Melihat ketegangan yang tengah menyelimuti Athan, Keinya merasa jika suaminya itu tengah menyembunyikan masalah besar. Masalah besar yang juga akan segera pria itu utarakan. Dan mungkin sebentar lagi, Keinya akan mengetahui semuanya.
Bersambung ....
Ini kisah Keinya dan beberapa pemeran lainnya setelah luka dan pengkhianatan, membuat mereka terjebak dalam perceraian. Tentang kehidupan selepas perceraian, yang nyatanya masih membuat mereka menemukan cinta bahkan ketulusan.

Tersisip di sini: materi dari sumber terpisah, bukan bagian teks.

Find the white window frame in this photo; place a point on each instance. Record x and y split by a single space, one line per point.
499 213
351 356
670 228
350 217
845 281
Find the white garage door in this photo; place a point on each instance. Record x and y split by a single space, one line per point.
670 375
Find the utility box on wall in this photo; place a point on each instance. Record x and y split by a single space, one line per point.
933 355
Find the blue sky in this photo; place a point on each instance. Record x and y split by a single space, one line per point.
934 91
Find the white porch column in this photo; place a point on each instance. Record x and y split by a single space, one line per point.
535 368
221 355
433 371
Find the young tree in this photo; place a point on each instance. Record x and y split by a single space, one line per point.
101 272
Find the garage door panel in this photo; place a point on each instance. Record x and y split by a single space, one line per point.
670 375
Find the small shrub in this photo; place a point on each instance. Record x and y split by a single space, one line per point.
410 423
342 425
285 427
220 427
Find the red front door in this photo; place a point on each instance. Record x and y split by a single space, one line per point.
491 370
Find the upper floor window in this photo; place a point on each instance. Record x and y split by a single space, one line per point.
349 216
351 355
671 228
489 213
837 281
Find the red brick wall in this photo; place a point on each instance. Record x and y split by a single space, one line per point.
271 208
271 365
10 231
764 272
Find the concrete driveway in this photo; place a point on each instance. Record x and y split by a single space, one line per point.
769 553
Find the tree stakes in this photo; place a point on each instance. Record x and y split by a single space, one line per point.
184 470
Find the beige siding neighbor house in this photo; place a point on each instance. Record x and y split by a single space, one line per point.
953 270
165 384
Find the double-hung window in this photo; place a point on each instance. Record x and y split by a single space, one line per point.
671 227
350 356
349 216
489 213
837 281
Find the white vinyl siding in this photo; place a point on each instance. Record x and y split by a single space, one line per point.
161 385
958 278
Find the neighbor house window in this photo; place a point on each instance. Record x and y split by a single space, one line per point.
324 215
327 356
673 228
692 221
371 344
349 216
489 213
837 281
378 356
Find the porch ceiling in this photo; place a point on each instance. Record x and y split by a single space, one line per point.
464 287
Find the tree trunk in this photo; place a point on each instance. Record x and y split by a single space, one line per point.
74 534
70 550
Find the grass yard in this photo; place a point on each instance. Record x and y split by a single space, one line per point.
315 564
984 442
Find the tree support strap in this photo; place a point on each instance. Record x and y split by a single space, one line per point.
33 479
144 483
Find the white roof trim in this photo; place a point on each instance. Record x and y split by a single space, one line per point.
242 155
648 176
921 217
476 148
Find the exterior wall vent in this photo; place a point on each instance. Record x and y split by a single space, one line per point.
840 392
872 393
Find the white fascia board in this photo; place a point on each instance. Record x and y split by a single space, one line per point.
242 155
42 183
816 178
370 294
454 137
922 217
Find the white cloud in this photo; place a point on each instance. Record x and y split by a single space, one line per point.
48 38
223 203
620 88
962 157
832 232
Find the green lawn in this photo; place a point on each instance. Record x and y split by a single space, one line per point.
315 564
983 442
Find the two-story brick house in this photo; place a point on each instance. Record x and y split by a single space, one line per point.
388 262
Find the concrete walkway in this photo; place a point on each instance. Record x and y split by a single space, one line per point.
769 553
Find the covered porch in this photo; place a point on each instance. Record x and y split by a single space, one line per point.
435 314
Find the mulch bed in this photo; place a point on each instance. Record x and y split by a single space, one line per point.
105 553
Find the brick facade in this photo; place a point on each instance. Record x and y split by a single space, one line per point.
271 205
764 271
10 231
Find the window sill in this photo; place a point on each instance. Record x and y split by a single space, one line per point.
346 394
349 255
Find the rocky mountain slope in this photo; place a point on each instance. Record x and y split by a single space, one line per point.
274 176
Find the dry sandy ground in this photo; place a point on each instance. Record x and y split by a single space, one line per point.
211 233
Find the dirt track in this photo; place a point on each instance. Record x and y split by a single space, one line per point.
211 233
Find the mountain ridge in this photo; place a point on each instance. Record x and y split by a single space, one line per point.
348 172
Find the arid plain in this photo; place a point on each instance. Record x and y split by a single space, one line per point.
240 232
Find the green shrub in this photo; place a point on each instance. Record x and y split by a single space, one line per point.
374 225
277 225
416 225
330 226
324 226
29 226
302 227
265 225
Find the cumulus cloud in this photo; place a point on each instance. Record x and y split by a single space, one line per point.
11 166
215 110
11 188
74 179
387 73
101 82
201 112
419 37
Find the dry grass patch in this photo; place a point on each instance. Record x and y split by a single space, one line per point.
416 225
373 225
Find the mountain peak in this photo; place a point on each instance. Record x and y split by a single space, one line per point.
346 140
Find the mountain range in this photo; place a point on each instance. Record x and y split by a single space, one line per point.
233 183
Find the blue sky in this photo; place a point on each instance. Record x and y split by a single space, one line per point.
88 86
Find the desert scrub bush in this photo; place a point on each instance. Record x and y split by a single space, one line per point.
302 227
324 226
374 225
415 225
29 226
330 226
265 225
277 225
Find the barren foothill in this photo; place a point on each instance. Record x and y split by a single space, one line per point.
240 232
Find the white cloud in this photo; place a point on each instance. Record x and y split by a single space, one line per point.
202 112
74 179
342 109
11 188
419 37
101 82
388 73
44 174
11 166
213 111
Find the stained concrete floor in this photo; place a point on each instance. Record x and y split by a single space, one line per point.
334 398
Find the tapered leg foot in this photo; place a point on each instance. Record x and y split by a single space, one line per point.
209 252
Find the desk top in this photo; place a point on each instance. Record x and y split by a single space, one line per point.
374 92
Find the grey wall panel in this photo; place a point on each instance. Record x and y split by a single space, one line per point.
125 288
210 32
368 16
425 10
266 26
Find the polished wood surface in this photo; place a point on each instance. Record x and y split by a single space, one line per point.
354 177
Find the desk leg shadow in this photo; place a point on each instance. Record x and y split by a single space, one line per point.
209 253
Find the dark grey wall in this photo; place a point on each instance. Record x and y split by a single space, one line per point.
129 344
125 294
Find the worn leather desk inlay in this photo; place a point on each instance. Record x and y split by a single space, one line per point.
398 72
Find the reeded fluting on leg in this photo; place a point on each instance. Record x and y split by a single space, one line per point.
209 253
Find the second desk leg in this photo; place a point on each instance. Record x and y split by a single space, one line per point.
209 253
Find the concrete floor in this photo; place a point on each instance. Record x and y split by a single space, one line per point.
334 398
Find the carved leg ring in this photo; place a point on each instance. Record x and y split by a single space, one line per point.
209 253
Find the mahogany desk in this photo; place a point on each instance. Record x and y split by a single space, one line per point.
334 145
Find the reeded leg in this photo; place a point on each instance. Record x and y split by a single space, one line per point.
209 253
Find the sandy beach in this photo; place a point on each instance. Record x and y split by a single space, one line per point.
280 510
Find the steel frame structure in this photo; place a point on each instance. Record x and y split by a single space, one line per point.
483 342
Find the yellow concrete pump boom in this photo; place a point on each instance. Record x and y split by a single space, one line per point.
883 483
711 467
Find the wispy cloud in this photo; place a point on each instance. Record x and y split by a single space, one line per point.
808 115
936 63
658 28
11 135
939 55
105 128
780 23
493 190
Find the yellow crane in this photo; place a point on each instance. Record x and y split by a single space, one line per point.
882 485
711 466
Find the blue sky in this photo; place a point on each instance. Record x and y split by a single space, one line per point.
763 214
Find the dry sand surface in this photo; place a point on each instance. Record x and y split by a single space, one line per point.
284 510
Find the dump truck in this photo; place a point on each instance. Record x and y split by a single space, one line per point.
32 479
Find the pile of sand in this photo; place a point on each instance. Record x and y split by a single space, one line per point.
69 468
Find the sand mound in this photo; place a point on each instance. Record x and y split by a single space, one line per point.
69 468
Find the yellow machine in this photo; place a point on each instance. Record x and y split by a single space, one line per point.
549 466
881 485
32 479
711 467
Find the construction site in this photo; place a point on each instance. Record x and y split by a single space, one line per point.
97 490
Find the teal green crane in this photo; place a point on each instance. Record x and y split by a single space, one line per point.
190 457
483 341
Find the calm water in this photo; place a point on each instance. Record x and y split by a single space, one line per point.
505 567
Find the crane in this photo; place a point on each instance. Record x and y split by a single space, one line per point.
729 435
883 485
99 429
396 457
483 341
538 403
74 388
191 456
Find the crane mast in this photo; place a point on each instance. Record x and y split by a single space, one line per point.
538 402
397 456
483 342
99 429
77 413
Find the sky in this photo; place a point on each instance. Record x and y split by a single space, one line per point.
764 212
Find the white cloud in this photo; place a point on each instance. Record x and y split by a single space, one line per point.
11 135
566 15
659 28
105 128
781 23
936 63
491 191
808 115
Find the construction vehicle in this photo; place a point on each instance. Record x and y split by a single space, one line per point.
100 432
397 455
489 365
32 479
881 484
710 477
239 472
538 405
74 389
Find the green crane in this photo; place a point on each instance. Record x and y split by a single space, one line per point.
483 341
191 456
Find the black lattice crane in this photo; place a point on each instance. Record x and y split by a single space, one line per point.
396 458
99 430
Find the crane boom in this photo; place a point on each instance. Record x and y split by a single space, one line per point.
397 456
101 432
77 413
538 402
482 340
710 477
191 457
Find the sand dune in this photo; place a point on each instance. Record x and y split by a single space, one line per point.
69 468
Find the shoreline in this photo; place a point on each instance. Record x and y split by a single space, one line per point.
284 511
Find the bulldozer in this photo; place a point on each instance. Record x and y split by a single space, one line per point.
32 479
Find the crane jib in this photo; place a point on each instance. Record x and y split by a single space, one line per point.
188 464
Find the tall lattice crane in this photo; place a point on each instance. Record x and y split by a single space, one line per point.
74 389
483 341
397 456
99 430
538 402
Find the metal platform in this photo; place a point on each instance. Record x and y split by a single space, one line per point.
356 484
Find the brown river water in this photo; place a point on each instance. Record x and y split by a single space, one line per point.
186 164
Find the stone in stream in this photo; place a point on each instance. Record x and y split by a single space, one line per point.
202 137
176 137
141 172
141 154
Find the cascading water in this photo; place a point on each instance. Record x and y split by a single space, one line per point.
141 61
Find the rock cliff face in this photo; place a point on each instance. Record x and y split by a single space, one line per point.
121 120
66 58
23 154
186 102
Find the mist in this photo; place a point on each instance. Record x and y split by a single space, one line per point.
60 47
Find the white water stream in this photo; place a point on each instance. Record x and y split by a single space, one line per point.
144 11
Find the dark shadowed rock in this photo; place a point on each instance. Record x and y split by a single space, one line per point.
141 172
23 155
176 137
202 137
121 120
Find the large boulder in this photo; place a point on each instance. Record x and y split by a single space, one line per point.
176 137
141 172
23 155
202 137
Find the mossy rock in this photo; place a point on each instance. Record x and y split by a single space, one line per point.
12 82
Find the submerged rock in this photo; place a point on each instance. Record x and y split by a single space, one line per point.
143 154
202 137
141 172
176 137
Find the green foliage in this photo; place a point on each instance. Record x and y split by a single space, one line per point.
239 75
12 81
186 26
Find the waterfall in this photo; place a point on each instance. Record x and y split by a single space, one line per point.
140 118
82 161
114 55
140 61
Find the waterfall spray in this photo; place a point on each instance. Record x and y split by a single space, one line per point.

Untuk kalian yang juga mengalaminya, jangan pernah pantang semangat, ya. Percayalah, bahagia dan ketulusan juga sudah sangat merindukan kalian. Karena selepas perceraian, cinta dan bahagia tetap ada.
[CATATAN TAMBAHAN : Berkat dukungan kalian, cerita ini akan terbit versi buku. Lihat keterangan di sampul depan ada tulisan sudah terbit, kan? Cerita ini masih tahap revisi. Jangan lupa follow IG aku buat baca cerita menarik lainnya. Sedangkan karena alasan kontrak karya, di NOVELTOON aku hanya ada dua cerita tamat. Selepas Perceraian, sama satunya lagi judulnya : Menjadi Istri Tuanku. Cek saja, ya]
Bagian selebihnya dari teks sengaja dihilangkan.